You could figure that cost, I suppose, market by market, if you pick up a Wall Street Journal, Investor’s Business Daily (or even a comprehensive listing online somewhere, though I don’t think I’ve ever run across one) and just add up the closing share prices of all the listed shares. Of course, you might start with the New York Stock Exchange, then NASDAQ (or vice versa, or maybe the Toronto or Vancouver exchanges in your case), and then find listings for the various companies listed on all foreign exchanges as well and do the same thing there. Somewhere along the way you’d want to make sure that you weren’t listing companies twice, by their “common” and “preferred” stocks, and by their domestic and all foreign listings, as well as some foreign stocks that trade in the USA, too.

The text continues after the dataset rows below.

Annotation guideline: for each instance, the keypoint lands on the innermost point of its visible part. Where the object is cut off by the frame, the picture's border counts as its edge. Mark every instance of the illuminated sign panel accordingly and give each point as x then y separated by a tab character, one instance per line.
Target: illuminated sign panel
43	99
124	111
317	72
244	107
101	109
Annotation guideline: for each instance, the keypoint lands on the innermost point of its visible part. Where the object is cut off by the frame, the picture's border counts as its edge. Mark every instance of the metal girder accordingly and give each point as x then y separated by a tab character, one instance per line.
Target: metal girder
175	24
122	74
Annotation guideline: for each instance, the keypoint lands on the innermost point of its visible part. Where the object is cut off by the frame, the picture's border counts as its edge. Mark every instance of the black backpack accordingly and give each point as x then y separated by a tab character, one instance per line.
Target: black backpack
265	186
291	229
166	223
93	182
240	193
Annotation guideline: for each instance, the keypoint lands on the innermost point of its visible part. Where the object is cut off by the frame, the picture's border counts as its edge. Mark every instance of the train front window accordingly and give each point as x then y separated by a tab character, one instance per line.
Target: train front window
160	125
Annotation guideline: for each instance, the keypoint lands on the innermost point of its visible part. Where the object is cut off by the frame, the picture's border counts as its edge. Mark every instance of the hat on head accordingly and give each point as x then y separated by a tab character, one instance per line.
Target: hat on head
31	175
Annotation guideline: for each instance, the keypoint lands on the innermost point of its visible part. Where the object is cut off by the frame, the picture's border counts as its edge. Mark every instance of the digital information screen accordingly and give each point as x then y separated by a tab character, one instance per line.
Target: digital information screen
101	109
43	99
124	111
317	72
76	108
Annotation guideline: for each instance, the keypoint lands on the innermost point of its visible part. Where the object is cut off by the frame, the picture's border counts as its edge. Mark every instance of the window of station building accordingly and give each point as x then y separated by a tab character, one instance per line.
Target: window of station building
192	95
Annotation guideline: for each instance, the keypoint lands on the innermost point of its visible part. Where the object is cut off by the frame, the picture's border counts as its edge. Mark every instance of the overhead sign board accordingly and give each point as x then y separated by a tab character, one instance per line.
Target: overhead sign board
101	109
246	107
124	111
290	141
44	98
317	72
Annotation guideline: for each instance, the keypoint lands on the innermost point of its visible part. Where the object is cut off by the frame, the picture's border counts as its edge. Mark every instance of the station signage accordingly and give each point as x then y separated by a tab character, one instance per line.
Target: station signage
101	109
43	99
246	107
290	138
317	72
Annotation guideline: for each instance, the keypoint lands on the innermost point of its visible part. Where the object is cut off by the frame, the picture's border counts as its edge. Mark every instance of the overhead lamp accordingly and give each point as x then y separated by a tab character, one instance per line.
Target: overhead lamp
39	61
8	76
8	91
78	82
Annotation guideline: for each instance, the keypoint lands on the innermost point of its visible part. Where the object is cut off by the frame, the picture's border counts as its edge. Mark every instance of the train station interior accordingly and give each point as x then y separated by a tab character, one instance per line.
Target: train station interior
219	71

I don’t think you’d need to worry so much about avoiding stocks like Berkshire Hathaway and other holding companies, since they are also companies in their own right, with management interested in their own profits as well as the companies they hold from time to time. However, there are stocks that are not “holding companies” but more like mutual funds, though traded as common stock. I’m thinking of one that I used to own many years ago, sold on the NYSE, and called “The India Fund”. It’s a market basket of various Indian company stocks, traded under “IFN” on the NYSE. That closed today at around $20 per share. I’m not sure how it’s made up any more; I doubt that it follows the model that you’re proposing. (No one would, since the valuations are all over the map, as you’ve just seen.)

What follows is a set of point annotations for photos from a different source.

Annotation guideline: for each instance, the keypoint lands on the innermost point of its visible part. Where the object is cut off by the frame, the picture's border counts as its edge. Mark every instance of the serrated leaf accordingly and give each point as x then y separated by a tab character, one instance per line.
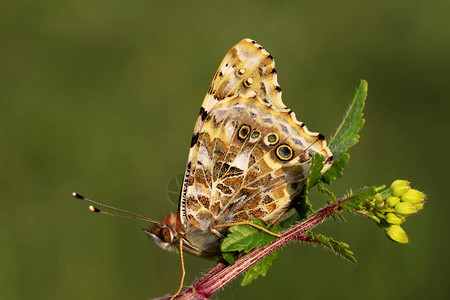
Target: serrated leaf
301	203
326	191
354	203
347	134
338	248
259	269
245	237
229	257
315	171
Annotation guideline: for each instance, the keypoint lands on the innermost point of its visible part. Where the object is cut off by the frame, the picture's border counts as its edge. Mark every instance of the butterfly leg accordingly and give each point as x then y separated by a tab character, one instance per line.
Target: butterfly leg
249	224
183	271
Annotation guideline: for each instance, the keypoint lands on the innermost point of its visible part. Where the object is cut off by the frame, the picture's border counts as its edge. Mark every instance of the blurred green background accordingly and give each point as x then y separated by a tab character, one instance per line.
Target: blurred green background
100	97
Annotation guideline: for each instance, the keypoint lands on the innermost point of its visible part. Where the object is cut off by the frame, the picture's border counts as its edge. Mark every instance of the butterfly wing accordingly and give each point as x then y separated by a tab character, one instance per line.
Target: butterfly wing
249	155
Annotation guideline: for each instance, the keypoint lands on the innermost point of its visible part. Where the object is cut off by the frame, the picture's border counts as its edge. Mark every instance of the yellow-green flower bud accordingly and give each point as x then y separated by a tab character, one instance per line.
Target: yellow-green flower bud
397	234
399	187
378	197
413	196
392	201
419	206
405	208
394	219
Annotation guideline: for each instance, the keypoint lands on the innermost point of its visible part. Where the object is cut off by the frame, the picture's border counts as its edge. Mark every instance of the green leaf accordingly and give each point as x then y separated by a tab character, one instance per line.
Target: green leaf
301	203
356	199
326	191
338	248
260	268
347	134
245	237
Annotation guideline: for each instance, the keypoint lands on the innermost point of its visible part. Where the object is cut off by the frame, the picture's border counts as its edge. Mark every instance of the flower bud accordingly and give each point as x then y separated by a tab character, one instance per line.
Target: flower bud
399	187
397	234
392	201
413	196
394	219
405	208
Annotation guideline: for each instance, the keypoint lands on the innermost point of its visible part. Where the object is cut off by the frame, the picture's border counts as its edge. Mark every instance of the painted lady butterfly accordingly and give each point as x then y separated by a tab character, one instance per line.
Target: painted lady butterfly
249	156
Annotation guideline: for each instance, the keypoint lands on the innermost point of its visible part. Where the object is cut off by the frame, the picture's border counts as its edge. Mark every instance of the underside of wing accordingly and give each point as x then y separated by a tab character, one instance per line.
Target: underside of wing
249	155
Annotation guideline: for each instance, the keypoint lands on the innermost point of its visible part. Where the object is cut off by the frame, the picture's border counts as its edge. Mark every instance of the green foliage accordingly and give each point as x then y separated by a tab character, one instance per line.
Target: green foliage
372	202
347	134
315	172
245	237
338	248
355	200
260	268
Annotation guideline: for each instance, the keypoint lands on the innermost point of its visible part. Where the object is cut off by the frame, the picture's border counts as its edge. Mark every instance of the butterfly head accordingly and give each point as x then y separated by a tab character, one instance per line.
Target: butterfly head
166	234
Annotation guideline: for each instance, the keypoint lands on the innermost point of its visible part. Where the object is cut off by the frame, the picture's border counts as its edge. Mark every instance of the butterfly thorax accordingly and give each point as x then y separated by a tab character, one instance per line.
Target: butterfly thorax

Of course, you’d also need to be aware of currency valuations, since you can’t buy stocks in Paris, for example, with US or Canadian $.
I’ve never even looked at Japanese or Chinese markets, so I have no feel for them at all. (Not much for the European markets, for that matter.)
I think it would end up costing you on the order of $500 K or more. (Berkshire Hathaway closed today at around $175,000 per share, so that’s going to be a hugely weighted stock in your portfolio.)
So… here you go so you can get started. Let me know how it turns out.